Allora non è illusorio pensare che il deficit possa servire a fare ripartire l’Italia: il problema è che l’Italia non si potrebbe permettere, in ragione del suo debito pubblico, questa politica. Ma, se è così, allora implicitamente la Banca d’Italia (e il governo) dice che non si può fare nulla per attenuare la crisi e bisogna accettare con rassegnazione la recessione fino a quando non sarà riassorbito il problema del debito pubblico. Da questo punto di vista i discorsi sulle riforme del mercato del lavoro, della giustizia e così via si rivelano per quello che sono: diversivi per fare dimenticare la sostanza e cioè le nostre autorità di politica economica pensano che non ci sia nulla da fare nell’immediato tranne che mettere a posto i conti.

Ma c’è ancora qualcosa di ancor più incomprensibile. Se Governo e Banca d’Italia ritengono che non si possa usare lo stimolo fiscale a causa del problema dei rinnovi annuali dello stock del debito pubblico, allora bisognerebbe concentrare l’attenzione sui modi in cui si possa allentare questo vincolo. In questo senso dovrebbero essere prese in esame le diverse proposte che circolano sui modi di ridurre il debito pubblico attraverso l’alienazione del patrimonio o quelle che riguardano la possibilità di allungare le scadenze del debito.
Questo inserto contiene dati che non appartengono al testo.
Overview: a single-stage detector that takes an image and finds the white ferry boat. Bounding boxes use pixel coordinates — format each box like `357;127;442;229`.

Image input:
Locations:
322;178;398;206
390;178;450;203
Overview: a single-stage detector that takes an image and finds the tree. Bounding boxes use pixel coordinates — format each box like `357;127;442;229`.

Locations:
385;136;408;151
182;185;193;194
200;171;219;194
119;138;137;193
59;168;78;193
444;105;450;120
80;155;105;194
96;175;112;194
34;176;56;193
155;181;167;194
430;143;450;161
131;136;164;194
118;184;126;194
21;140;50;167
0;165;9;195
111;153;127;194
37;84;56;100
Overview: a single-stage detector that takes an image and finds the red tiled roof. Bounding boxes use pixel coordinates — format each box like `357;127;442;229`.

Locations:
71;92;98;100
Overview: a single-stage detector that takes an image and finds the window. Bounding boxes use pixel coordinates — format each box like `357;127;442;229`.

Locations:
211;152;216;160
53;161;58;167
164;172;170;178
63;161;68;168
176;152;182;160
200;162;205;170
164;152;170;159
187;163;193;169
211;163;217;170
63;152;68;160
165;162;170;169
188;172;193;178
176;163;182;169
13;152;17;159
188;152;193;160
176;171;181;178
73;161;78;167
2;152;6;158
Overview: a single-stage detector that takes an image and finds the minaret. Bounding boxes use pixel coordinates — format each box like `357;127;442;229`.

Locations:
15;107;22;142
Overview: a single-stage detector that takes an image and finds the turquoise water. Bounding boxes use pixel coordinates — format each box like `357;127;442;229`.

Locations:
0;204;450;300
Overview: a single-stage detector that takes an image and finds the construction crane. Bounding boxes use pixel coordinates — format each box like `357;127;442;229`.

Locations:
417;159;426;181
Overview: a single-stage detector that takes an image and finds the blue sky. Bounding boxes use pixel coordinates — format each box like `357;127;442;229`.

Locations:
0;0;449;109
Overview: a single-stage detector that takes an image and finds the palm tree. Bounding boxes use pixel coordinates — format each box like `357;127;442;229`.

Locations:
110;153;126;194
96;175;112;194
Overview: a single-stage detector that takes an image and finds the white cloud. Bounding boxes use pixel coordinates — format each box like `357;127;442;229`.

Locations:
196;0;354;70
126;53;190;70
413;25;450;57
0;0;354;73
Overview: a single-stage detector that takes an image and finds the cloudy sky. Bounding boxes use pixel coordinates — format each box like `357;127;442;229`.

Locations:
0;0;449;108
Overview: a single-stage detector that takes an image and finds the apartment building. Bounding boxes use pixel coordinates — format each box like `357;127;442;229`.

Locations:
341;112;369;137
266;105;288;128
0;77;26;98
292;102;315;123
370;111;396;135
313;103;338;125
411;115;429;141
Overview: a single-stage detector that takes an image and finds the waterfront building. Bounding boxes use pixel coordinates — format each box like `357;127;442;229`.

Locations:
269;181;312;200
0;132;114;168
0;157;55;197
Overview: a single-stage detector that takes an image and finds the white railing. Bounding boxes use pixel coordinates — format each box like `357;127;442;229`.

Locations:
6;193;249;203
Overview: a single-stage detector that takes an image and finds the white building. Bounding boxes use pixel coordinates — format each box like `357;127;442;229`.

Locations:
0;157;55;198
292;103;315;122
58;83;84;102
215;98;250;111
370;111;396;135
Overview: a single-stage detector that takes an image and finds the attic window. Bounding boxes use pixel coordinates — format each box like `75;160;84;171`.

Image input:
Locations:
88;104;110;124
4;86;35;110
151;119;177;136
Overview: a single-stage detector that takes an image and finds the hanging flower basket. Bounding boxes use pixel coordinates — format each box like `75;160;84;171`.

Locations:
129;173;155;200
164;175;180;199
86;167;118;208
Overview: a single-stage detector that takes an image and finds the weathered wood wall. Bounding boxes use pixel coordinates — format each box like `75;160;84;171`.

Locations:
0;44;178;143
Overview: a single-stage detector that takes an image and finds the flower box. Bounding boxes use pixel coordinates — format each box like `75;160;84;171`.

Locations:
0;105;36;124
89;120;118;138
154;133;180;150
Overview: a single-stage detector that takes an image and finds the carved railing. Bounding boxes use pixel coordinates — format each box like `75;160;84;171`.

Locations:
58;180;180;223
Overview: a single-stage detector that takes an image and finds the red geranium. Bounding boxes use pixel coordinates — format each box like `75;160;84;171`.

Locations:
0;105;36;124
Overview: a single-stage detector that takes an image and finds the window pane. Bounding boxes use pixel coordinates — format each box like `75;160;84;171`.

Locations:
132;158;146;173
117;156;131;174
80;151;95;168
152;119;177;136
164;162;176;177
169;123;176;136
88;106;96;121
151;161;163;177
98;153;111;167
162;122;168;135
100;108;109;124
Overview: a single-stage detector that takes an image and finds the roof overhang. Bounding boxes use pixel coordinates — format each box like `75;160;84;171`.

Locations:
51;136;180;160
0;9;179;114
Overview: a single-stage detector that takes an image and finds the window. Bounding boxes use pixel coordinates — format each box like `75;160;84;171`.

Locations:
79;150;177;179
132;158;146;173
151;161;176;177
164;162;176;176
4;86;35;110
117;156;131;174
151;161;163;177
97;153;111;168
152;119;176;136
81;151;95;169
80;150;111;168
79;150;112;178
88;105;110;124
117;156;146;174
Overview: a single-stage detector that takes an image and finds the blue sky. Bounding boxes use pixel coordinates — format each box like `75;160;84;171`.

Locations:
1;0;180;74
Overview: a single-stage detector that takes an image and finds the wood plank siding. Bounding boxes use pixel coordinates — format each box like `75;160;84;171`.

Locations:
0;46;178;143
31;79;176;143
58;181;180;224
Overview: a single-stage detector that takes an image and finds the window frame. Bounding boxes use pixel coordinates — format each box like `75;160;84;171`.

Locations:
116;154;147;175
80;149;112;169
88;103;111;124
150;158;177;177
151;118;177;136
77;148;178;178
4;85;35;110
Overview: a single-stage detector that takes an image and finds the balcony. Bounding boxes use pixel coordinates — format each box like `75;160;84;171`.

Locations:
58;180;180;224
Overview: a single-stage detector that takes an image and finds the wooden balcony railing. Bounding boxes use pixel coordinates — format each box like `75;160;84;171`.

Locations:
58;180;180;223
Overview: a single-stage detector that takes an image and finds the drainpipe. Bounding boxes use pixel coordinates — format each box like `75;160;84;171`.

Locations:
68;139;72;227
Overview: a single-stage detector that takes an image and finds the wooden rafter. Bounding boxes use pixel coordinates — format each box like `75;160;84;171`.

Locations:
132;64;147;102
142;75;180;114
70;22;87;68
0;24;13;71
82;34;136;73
Poiché di tutto questo non si parla né nelle Considerazioni Finali, né nell’intervista del ministro dell’Economia, non si sfugge all’impressione amara che le autorità italiane siano rassegnate all’impotenza. Non osino porre problemi all’Europa, non cerchino di allentare i vincoli posti dal debito pubblico, non vogliano rischiare la disapprovazione dei mercati finanziari. Quello che è certo è che con questa rassegnazione l’Italia non riparte.